Germanium nanoparticles (Ge-NPs) have been studied as optical probes, and label-free and therapeutic agents for biomedical applications over the past few years. However, little progress in their synthesis has been made due to limited emission tunability and poor water stability of Ge-NPs. In this work, Ge-NPs suspensions with different emission colors, blue (approximate to 450 nm), green (approximate to 510 nm) and red (approximate to 650 nm), were prepared at room temperature via 60 ps pulsed laser ablation of the Ge target in liquid. The emission color of the Ge-NPs is tuned by adjusting the laser wavelengths (lambda = 355 nm, lambda = 532 nm and lambda = 1064 nm), and is explained in terms of an in situ ablation/photo-fragmentation process. Results also showed that laser wavelengths control the average size of Ge-NPs (from approximate to 3 to 18 nm). The effects of variables such as laser wavelengths, dispersing medium and aging time were studied.
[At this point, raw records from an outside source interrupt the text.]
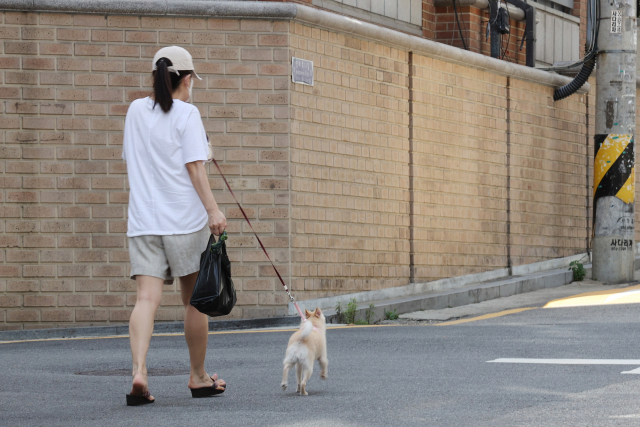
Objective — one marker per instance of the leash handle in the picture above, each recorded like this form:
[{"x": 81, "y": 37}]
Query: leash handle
[{"x": 258, "y": 238}]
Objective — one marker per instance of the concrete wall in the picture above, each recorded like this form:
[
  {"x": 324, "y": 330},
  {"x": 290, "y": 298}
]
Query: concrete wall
[{"x": 393, "y": 167}]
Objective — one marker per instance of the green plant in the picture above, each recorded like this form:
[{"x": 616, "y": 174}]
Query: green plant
[
  {"x": 369, "y": 313},
  {"x": 339, "y": 313},
  {"x": 350, "y": 312},
  {"x": 391, "y": 315},
  {"x": 578, "y": 271}
]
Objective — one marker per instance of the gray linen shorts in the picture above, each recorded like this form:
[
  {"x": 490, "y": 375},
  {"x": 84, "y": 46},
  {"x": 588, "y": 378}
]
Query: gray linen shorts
[{"x": 167, "y": 257}]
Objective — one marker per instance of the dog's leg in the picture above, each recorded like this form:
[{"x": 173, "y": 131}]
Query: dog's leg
[
  {"x": 298, "y": 376},
  {"x": 285, "y": 374},
  {"x": 324, "y": 370},
  {"x": 306, "y": 374}
]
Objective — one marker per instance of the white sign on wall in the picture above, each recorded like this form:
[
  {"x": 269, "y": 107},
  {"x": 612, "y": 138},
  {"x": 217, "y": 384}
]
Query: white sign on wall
[
  {"x": 302, "y": 71},
  {"x": 616, "y": 21}
]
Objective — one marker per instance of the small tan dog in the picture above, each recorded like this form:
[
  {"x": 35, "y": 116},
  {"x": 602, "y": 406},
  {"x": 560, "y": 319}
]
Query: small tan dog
[{"x": 305, "y": 347}]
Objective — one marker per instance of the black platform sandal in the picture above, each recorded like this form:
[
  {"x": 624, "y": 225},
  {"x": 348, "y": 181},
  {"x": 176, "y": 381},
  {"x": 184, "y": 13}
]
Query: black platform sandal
[
  {"x": 208, "y": 391},
  {"x": 139, "y": 399}
]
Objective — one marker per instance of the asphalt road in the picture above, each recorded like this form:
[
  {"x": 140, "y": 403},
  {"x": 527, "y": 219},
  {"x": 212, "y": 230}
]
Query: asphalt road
[{"x": 378, "y": 376}]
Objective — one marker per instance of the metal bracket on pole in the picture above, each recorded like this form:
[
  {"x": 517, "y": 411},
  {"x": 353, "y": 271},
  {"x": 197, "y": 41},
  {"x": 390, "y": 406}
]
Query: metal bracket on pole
[{"x": 529, "y": 31}]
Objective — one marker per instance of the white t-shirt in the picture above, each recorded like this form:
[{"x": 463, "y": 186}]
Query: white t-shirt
[{"x": 156, "y": 147}]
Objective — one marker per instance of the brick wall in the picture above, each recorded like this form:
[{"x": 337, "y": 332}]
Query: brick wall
[
  {"x": 67, "y": 81},
  {"x": 466, "y": 172},
  {"x": 392, "y": 167}
]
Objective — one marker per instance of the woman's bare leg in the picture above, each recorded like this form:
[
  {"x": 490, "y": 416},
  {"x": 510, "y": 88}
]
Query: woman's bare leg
[
  {"x": 141, "y": 328},
  {"x": 196, "y": 332}
]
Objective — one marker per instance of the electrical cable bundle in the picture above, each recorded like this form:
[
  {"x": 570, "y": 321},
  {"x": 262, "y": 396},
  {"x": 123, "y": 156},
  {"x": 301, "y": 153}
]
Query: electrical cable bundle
[{"x": 589, "y": 61}]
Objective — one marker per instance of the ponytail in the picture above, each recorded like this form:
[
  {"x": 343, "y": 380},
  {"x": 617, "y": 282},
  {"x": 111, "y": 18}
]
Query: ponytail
[{"x": 165, "y": 83}]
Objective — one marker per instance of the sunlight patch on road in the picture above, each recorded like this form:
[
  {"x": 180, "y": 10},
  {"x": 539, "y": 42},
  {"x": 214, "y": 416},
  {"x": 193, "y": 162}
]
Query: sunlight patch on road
[{"x": 628, "y": 295}]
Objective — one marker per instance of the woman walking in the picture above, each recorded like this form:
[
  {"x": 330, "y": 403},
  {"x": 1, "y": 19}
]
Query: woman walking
[{"x": 171, "y": 213}]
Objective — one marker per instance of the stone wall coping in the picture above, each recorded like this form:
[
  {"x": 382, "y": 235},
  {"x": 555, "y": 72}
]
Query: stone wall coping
[{"x": 299, "y": 13}]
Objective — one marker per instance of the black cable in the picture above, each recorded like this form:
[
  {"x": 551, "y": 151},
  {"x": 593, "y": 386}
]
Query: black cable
[
  {"x": 508, "y": 38},
  {"x": 455, "y": 9}
]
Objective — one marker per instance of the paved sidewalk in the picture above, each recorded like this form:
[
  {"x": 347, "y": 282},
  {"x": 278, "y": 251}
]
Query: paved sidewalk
[{"x": 531, "y": 299}]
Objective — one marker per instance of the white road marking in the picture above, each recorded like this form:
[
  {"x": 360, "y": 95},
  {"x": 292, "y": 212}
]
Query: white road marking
[
  {"x": 575, "y": 362},
  {"x": 621, "y": 295},
  {"x": 571, "y": 361}
]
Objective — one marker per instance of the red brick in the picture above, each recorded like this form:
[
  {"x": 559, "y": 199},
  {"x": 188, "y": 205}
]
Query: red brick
[
  {"x": 35, "y": 33},
  {"x": 107, "y": 35},
  {"x": 73, "y": 94},
  {"x": 8, "y": 62},
  {"x": 108, "y": 241},
  {"x": 56, "y": 48},
  {"x": 91, "y": 285},
  {"x": 18, "y": 107},
  {"x": 111, "y": 65},
  {"x": 21, "y": 48},
  {"x": 58, "y": 255},
  {"x": 63, "y": 108},
  {"x": 56, "y": 167},
  {"x": 90, "y": 21},
  {"x": 10, "y": 301},
  {"x": 65, "y": 64},
  {"x": 55, "y": 19},
  {"x": 73, "y": 300},
  {"x": 56, "y": 286},
  {"x": 20, "y": 256},
  {"x": 57, "y": 315},
  {"x": 38, "y": 123},
  {"x": 56, "y": 227},
  {"x": 141, "y": 36},
  {"x": 37, "y": 93},
  {"x": 73, "y": 242},
  {"x": 21, "y": 18},
  {"x": 73, "y": 34},
  {"x": 22, "y": 196},
  {"x": 91, "y": 256},
  {"x": 38, "y": 182},
  {"x": 91, "y": 315},
  {"x": 75, "y": 212},
  {"x": 90, "y": 49},
  {"x": 38, "y": 271},
  {"x": 108, "y": 300},
  {"x": 116, "y": 95},
  {"x": 39, "y": 241},
  {"x": 38, "y": 63},
  {"x": 74, "y": 270},
  {"x": 124, "y": 50},
  {"x": 39, "y": 300},
  {"x": 22, "y": 316}
]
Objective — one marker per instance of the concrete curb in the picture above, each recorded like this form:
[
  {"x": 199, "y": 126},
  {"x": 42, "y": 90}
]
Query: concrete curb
[
  {"x": 436, "y": 285},
  {"x": 303, "y": 14},
  {"x": 472, "y": 294},
  {"x": 160, "y": 328}
]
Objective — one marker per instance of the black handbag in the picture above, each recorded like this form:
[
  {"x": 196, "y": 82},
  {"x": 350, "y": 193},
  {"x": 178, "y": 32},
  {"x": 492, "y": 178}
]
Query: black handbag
[{"x": 214, "y": 293}]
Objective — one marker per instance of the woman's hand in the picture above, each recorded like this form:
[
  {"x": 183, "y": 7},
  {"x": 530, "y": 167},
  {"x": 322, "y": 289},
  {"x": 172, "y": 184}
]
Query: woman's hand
[{"x": 217, "y": 222}]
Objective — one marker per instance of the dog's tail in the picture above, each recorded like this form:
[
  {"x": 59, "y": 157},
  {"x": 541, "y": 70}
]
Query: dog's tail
[{"x": 307, "y": 327}]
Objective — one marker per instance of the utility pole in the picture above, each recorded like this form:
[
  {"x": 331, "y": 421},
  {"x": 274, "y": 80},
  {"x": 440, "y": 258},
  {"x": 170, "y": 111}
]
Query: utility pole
[
  {"x": 493, "y": 28},
  {"x": 614, "y": 178}
]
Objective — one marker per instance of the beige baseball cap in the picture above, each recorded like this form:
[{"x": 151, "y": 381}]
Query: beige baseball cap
[{"x": 179, "y": 57}]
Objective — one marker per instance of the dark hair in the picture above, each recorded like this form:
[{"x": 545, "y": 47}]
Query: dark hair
[{"x": 165, "y": 83}]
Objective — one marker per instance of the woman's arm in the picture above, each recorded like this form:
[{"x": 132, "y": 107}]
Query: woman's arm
[{"x": 217, "y": 220}]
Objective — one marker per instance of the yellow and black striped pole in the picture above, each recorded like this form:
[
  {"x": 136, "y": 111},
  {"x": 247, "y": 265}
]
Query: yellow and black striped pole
[
  {"x": 613, "y": 208},
  {"x": 615, "y": 128}
]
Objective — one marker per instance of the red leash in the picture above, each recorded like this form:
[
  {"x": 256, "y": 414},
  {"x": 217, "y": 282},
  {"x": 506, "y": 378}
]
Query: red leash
[{"x": 259, "y": 241}]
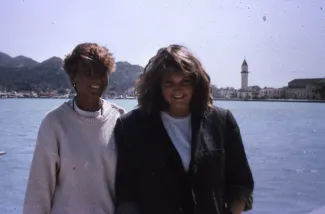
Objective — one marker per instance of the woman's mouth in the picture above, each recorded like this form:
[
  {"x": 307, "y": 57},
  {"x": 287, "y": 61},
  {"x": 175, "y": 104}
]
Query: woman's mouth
[
  {"x": 178, "y": 97},
  {"x": 95, "y": 86}
]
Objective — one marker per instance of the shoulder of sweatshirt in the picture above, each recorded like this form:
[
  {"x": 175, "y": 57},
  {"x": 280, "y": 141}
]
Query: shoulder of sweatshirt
[{"x": 118, "y": 108}]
Optical (PL, FTIR, Raman) and structural (XRD, TEM, electron diffraction) investigations show that Ge-NPs prepared in organic media are more resistant to oxidation, resulting from the passivation of the Ge-NP surface, i.e., the Ge-C bond at a frequency of approximate to 700 cm(-1). We found out that the laser wavelengths act on the surface passivation degree, showing a higher Ge-C/Ge-O ratio at 532 nm laser wavelength.